No summary of the Jubilee’s moral vision is [a] more succinct or more accurate summary than “liberty and equality”: slaves are freed and land is redistributed, erasing a half-century’s accumulated divergence of wealth. The Bible’s dream of liberty, born in Leviticus 25:10’s cry to “Proclaim Liberty Throughout All the Land Unto All the Inhabitants thereof,” arrived on these shores in the inscription of those very words on the hallowed Liberty Bell. The dissenting justices recognize this same liberty, first spoken into being at Sinai, in access to abortion: reproductive rights are a direct descendant and present-day expression of the Jubilee’s program for human equality and freedom. . . .
Abortion – as a choice in the fullness of a life, and all the more so as a shared moral, religious, and political reality – unites the tectonic biological, spiritual, moral, and political dimensions of human existence.
I forbear to quote more from this Molochian tirade. It has a parallel from our country’s past. Some supporters of ante bellum slavery were not content to defend the practice as a “necessary evil”. They argued that it was a “positive good”, that the world was a better place because of it. Similarly, the clergyman just quoted proclaims abortion as an expression of “human equality and freedom”.

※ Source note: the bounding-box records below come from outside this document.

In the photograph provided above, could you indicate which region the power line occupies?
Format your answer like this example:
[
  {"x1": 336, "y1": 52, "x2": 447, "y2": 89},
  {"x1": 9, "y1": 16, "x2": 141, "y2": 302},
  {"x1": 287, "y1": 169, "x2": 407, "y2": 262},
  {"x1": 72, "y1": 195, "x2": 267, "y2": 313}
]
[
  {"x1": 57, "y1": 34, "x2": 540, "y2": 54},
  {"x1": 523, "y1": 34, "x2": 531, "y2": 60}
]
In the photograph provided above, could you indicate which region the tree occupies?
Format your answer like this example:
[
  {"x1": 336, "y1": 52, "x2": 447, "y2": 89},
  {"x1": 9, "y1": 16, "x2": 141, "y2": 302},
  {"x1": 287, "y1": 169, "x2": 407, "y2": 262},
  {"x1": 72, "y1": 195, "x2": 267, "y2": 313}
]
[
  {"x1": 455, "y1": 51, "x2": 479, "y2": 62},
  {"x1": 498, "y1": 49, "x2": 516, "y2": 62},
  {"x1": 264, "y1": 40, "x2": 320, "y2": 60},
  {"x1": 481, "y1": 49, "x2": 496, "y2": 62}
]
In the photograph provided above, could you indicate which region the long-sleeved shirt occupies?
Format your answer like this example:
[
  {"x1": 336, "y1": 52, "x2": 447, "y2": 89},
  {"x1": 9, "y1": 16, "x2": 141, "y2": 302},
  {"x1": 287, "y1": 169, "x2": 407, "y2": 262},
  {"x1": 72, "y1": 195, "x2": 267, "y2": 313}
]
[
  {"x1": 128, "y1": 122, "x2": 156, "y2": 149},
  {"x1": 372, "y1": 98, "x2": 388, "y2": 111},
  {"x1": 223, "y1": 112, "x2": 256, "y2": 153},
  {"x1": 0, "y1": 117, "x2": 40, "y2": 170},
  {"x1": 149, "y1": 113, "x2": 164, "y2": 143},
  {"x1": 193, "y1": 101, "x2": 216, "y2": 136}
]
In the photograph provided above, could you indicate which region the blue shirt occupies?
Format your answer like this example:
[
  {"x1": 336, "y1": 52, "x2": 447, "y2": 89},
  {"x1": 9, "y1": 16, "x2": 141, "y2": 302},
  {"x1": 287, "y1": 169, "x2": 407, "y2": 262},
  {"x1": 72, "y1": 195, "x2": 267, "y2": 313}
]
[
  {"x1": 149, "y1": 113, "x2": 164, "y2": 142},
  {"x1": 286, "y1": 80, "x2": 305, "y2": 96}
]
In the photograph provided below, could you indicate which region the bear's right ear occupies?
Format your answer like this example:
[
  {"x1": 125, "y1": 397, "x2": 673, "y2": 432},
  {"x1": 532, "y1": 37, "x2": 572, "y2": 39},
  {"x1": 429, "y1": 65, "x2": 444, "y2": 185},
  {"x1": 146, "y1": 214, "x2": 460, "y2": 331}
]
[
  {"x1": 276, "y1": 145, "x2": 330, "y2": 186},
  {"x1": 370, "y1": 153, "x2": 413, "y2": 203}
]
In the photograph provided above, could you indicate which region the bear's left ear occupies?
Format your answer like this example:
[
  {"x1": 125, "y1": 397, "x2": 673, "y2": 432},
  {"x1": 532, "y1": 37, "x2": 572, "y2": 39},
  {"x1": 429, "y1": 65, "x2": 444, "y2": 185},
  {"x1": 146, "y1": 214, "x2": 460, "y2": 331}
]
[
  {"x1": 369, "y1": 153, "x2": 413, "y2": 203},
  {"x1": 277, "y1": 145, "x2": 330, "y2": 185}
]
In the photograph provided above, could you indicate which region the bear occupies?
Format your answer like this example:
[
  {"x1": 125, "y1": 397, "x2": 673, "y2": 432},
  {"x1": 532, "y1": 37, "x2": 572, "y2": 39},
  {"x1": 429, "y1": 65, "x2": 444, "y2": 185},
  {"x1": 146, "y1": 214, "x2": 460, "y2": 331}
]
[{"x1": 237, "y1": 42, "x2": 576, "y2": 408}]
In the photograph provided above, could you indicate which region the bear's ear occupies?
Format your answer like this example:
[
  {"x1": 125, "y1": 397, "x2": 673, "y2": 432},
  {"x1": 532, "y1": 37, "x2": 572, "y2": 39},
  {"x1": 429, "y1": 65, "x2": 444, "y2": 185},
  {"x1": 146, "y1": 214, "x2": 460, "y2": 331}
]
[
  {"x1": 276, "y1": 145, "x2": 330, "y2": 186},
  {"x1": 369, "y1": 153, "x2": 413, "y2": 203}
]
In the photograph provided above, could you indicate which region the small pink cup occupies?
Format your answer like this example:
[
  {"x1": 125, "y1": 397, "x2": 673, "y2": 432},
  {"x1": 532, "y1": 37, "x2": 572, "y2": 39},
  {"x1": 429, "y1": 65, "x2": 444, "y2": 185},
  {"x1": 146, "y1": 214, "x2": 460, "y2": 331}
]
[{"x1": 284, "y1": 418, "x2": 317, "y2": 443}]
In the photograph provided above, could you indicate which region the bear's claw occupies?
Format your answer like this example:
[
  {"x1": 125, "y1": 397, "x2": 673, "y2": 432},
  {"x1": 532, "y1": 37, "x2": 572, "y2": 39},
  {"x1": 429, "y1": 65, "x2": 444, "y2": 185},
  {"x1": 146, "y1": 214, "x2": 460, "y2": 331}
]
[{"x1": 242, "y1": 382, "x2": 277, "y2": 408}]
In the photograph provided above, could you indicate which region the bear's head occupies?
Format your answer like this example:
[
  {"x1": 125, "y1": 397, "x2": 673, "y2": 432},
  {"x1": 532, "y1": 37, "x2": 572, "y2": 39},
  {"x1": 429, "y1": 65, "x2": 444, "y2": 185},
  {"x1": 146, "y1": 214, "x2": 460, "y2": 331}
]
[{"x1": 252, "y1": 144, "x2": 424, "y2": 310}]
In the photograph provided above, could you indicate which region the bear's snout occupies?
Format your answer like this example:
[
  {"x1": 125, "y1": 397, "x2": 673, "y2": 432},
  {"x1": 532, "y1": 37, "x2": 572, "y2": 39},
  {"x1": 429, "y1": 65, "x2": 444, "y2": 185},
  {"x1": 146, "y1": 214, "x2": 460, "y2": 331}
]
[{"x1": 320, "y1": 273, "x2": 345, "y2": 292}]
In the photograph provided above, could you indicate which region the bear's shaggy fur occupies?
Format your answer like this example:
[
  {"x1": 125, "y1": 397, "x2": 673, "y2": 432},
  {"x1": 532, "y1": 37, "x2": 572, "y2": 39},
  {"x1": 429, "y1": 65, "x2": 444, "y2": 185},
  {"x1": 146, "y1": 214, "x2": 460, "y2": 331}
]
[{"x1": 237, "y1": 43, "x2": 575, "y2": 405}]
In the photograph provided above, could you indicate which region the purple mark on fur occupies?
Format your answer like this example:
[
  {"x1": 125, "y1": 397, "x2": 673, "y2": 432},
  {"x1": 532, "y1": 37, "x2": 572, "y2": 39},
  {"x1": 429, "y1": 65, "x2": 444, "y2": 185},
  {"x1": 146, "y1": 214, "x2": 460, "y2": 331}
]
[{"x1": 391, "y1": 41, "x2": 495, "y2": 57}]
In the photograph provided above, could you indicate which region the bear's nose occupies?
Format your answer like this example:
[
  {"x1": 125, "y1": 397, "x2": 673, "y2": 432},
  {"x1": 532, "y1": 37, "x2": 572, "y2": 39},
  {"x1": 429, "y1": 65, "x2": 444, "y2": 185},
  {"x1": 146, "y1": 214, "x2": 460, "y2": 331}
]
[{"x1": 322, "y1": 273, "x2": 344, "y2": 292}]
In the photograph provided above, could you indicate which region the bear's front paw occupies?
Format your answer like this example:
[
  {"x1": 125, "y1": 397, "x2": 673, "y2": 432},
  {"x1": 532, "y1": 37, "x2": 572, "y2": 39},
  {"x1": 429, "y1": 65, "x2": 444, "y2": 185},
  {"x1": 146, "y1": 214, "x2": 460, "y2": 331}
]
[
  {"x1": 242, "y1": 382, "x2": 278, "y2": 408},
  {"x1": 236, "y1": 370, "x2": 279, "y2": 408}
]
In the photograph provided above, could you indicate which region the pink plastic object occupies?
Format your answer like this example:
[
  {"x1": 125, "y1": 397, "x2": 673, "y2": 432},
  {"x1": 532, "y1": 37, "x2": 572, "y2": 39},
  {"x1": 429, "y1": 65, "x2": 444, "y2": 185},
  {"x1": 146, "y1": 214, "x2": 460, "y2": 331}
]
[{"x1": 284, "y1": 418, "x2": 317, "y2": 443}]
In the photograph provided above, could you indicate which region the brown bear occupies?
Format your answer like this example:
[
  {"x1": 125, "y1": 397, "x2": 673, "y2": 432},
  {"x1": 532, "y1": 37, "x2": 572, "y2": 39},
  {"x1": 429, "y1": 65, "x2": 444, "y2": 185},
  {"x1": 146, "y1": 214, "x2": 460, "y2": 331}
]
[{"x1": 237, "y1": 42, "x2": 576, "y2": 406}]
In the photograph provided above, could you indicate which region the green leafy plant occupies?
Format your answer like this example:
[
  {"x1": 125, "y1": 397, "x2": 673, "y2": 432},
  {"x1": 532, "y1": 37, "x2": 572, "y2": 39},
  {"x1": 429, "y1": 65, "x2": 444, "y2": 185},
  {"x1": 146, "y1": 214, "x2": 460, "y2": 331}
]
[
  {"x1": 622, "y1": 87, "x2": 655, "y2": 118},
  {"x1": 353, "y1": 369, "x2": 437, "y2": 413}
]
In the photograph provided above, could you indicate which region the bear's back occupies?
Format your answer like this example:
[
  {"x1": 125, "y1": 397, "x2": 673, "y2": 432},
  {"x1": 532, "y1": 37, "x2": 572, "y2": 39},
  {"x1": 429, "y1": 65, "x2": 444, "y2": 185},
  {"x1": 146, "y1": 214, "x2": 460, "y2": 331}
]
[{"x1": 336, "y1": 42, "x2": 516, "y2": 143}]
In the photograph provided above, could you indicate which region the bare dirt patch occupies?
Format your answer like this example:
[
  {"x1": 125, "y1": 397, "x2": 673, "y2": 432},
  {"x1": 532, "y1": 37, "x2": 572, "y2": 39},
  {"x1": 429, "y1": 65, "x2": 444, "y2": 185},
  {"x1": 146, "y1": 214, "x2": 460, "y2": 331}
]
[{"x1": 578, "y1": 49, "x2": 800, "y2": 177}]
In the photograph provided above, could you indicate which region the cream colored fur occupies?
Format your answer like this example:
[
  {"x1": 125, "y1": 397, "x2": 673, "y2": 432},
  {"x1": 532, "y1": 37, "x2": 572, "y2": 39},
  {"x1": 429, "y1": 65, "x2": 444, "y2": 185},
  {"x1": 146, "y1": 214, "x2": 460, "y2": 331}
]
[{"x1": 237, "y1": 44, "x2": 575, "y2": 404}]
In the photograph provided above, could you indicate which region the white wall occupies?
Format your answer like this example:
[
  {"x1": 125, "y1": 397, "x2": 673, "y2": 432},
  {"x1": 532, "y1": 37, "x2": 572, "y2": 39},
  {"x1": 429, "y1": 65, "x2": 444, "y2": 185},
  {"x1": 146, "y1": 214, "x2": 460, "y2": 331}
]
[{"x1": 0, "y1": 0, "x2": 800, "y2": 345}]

Yet there is a difference. Slavery’s “positive good” school contended that slavery was also good for the slaves, that they led better lives under the lash than in their African homelands. That was preposterous, but it was at least a backhanded recognition of the humanity of the enslaved.
The champions of abortion “as a choice in the fullness of a life, and all the more so as a shared moral, religious, and political reality” utterly cast aside the victims of their quasi-sacrament, who are obliterated from human care, consigned not just to non-personhood but to nonexistence.
As I said earlier, I cannot believe that this clergyman is so indifferent in his heart to “the least of these my brethren”. Why he will write what he must know to be a lie is beyond my comprehension. It is a sign of the sad state of our world that he is not unique.